The new varieties also contain two resistance genes for protection against Phytophthora root rot and have better resistance to Sclerotinia rot than current market varieties. Ohio FG3 is a public variety that will be grown under certification. The other tofu varieties will be marketed under a brand name.

St. Martin said the new varieties would add to a small but growing list of tofu soybeans. Only about a dozen tofu soybean varieties are available for the market.

Tofu production represents only about 1 percent of total U.S. soybean production, yet demand for tofu products is increasing on the home front as well as internationally.
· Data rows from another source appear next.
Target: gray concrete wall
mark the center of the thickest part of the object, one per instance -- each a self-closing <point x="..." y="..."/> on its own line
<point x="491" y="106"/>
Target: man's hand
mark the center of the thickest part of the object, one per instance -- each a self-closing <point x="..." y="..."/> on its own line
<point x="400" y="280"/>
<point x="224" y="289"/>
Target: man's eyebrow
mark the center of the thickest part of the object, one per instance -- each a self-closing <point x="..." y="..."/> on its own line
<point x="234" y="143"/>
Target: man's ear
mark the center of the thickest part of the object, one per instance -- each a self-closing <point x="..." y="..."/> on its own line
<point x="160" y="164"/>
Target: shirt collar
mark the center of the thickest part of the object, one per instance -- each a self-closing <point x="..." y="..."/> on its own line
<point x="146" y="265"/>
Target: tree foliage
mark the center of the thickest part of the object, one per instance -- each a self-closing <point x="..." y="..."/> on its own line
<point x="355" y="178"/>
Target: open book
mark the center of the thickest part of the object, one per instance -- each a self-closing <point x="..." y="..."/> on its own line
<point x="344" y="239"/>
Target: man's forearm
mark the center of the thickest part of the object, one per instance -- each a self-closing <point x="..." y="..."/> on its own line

According to the Soyfoods Center in California, an organization that follows consumption trends of soybean products, shoppers spend an average of $130 million to $150 million on tofu each year and they are doubling their consumption of tofu every three to four years. Most U.S. tofu production is aimed at international markets, such as Japan. The U.S. Department of Agriculture estimates that the Japanese consume 20 million bushels of tofu soybeans per year.

The sixth soybean variety, labeled HS96-3818, offers consumers a product with increased food production and nutritional benefits.

St. Martin said the variety contains a lower linolenic acid content, which aids in food preservation. High linolenic levels also produce trans fatty acids when oil is hydrogenated. Scientists and nutritionists speculate trans fatty acid is one of the leading causes of coronary heart disease. The Food and Drug Administration has proposed to amend its labeling requirements on products to include trans fatty acid content in foods.

"Using this soybean variety in oil production as a nutritional benefit is just one use for the market of this product," said St. Martin. "The new variety cuts the linolenic acid content in half."

The six new varieties were developed at OARDC and are the first soybean varieties to be released from Ohio State since 1994. Funding for the development of the food-grade varieties was supported by the Ohio Soybean Council using check-off dollars.